What fear? The fear of scarcity, the fear, of course, that you will run out of money, when the real fear you should have taken note of is the fear that you will live the final stage in an unhealthy, sedentary, sickly, and immobile state. While the hucksters and scammers promote Internet imagery of happy, thin, active old people, statistics tell the truth: 41% of Americans over 60 are obese, according to the CDC. Not overweight, OBESE. And the number is growing. When you factor in the number who are also overweight, the percentages are staggering. This is another way of saying that the best pension on earth won’t help you climb a ladder, dig in the garden, hike up Half Dome, or get an erection when you are not simply old, but morbidly fat as well.

If retirement were packaged as death prep, there would be a much smaller emotional price to pay when you quit working. You’d see retirement not as a new beginning, a time to take up tennis and volunteer at the library, but rather as a shit-or-get-off-the-pot turning point where you’d better spend every waking moment plotting and planning on how you’re going to stay lean, fit, and extremely active. Of course confronting that reality would lead to a radical reduction of the purchases and lifestyles that make people so sick to begin with, and which underlie the functioning of capitalism and consumerism. Retirement planning would become healthy living and it would start in your 20’s and capitalism would come crashing to a halt.

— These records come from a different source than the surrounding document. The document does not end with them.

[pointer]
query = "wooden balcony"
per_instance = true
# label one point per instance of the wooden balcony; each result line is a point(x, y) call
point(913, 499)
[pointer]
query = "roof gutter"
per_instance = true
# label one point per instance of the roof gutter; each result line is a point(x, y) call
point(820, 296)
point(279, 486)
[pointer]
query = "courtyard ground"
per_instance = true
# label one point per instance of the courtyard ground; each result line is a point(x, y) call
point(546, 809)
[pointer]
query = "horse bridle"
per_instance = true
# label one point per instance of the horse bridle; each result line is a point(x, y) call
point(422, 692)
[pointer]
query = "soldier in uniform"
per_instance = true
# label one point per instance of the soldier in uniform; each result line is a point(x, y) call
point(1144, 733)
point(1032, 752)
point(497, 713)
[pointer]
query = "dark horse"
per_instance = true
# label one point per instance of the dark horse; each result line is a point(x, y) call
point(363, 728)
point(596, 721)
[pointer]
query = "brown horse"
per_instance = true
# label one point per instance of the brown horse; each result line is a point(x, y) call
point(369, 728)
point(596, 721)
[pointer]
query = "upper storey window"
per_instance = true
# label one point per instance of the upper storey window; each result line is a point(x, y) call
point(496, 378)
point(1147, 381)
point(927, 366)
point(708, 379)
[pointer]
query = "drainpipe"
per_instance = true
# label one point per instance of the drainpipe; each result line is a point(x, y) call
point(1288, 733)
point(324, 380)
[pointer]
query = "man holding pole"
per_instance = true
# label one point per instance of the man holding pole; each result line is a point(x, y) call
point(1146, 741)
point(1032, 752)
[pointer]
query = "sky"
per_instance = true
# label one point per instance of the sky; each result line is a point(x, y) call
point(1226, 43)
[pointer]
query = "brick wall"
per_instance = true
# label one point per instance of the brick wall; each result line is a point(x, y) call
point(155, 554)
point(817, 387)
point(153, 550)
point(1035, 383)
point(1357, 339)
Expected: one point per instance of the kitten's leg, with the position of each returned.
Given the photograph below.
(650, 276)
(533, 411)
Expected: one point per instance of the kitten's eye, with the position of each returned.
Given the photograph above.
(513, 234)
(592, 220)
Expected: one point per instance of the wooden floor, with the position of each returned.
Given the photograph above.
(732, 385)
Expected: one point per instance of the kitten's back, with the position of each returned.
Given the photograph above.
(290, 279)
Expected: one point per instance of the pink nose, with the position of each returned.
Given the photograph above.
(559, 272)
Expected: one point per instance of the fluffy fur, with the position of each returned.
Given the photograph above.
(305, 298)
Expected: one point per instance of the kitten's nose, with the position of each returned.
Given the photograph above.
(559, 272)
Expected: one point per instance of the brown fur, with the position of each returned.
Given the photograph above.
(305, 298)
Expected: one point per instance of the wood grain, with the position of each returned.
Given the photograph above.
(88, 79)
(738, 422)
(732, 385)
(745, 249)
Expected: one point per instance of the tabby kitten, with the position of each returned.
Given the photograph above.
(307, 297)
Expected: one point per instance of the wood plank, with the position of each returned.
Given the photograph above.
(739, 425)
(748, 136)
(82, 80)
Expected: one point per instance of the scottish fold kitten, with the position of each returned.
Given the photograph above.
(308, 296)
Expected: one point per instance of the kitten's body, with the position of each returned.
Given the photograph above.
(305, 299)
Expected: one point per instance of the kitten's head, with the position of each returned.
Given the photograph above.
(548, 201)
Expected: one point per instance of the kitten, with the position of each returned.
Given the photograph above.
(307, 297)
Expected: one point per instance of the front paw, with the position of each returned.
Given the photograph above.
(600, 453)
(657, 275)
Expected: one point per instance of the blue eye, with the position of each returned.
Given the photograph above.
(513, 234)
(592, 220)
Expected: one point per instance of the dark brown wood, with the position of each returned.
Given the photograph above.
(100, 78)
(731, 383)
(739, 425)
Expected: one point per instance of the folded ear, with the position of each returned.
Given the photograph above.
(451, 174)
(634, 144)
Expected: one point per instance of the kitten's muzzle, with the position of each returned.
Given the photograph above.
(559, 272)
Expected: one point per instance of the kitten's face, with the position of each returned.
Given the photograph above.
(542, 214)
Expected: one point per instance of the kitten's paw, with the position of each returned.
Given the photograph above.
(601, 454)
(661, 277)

Instead of being pitched as a health and end-of-life proposition, retirement is sold as a business deal, which is about what you’d expect capitalism and big business to do.

My father died with dementia, barely mobile, overweight and alcoholic in a retirement that lasted barely ten years. His wife, a horribly obese woman many years his junior, took early retirement from Exxon and has struggled with more maladies than you can shake a stick at in a retirement that to me seems nightmarish at best.

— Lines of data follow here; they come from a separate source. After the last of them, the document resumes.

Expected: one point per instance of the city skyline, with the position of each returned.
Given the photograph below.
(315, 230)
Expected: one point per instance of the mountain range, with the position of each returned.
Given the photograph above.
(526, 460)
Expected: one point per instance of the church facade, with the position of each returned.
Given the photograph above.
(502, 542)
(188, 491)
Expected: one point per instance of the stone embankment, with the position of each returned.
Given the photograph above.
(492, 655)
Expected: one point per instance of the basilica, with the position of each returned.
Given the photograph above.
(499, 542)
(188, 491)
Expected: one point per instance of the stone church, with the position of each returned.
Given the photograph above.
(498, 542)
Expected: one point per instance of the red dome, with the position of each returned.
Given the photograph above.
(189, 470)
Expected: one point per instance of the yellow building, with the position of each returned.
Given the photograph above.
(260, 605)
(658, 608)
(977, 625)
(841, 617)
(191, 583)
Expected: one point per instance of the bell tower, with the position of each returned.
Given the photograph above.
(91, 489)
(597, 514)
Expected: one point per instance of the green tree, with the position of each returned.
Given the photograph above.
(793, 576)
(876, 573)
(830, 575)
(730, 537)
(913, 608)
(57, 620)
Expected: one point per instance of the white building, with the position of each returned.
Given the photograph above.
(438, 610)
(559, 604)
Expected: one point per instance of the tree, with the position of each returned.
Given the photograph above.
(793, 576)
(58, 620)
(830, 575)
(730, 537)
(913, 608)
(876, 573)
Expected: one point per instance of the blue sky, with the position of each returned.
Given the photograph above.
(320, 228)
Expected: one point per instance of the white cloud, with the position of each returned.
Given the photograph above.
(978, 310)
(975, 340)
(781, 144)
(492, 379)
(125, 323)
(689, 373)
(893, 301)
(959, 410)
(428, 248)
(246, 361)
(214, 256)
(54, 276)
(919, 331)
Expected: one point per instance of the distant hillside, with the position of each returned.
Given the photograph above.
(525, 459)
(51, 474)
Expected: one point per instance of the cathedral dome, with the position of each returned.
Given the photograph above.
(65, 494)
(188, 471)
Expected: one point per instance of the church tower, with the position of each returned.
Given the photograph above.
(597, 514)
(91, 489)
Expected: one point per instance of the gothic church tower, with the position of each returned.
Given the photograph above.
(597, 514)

My mother, thanks to a total inability to even imagine life without a paycheck continues into her 80’s doing contract psychiatric evaluations for the VA despite multiple cancers, what appears to me to be greatly diminished cognition, and incredible frailty. Her husband’s lifetime of being overweight has resulted in heart problems, knee surgery, and an existence that has locked him into the shell of a greatly enfeebled body, at least compared to when he was younger.

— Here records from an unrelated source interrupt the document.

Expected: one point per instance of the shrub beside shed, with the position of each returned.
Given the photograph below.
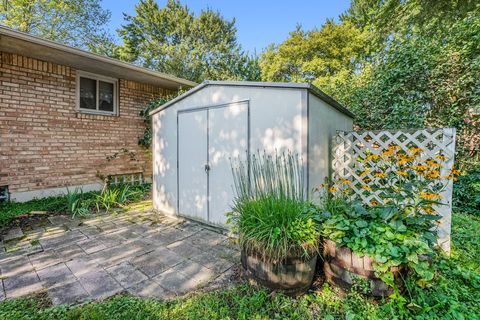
(196, 134)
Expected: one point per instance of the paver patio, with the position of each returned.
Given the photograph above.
(137, 252)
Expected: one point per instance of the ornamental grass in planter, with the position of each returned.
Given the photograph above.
(274, 222)
(392, 236)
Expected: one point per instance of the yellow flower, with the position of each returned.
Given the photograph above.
(372, 157)
(419, 167)
(364, 172)
(380, 174)
(387, 152)
(415, 150)
(455, 172)
(433, 163)
(429, 196)
(402, 173)
(434, 174)
(429, 210)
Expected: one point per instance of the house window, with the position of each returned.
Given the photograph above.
(97, 94)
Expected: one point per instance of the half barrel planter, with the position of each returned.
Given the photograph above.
(342, 266)
(292, 276)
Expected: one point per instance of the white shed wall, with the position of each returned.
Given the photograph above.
(323, 122)
(277, 122)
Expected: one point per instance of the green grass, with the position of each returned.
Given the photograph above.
(454, 295)
(123, 195)
(11, 210)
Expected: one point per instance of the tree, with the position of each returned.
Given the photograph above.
(326, 57)
(79, 23)
(175, 41)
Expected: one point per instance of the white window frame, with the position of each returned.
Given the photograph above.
(97, 78)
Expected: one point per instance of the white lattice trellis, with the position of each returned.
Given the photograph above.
(350, 147)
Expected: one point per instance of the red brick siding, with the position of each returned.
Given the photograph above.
(45, 143)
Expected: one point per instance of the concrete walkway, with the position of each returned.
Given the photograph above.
(137, 252)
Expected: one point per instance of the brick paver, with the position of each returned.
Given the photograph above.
(140, 253)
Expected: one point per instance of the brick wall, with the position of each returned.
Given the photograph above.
(45, 143)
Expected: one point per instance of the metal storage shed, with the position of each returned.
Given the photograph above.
(195, 134)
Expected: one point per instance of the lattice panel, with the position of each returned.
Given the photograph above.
(350, 148)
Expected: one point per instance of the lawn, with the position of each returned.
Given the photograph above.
(454, 295)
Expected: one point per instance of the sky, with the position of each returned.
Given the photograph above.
(259, 23)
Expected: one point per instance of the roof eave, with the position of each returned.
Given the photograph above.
(307, 86)
(81, 53)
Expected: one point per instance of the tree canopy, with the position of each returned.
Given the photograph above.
(395, 64)
(174, 40)
(79, 23)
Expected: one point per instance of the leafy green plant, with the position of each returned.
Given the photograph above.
(270, 212)
(466, 192)
(73, 199)
(107, 199)
(400, 230)
(79, 203)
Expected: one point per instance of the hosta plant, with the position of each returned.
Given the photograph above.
(397, 227)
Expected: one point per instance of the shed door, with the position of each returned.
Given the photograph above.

These examples are actually good outcomes because, miserable and relatively immobile as they are, these folks are orders of magnitude better off than the millions who “retire” into facilities where the only life management strategy is sedation and restraint. And what’s ironic is that many people in the worst retirement scenarios, that is, sick and institutionalized, have great retirement portfolios that accounted for these very eventualities. Yet is that a good outcome? Wouldn’t it have been far better to retire with extraordinary health and a less robust portfolio instead of a great portfolio and dementia?

Dementia, obesity, and metabolic disease are precisely the outcomes for millions who have taken the bait and focused on the question “How much money will I have?” rather than “How healthy am I going to be?” All the money in my dad’s portfolio couldn’t save him from dementia or his wife from obesity, whereas an extremely active and vigorous life from his 40’s on would have greatly increased the chances that he’d be alive and happy today.

Retirement is preparation for death writ large. Ignore it at your peril.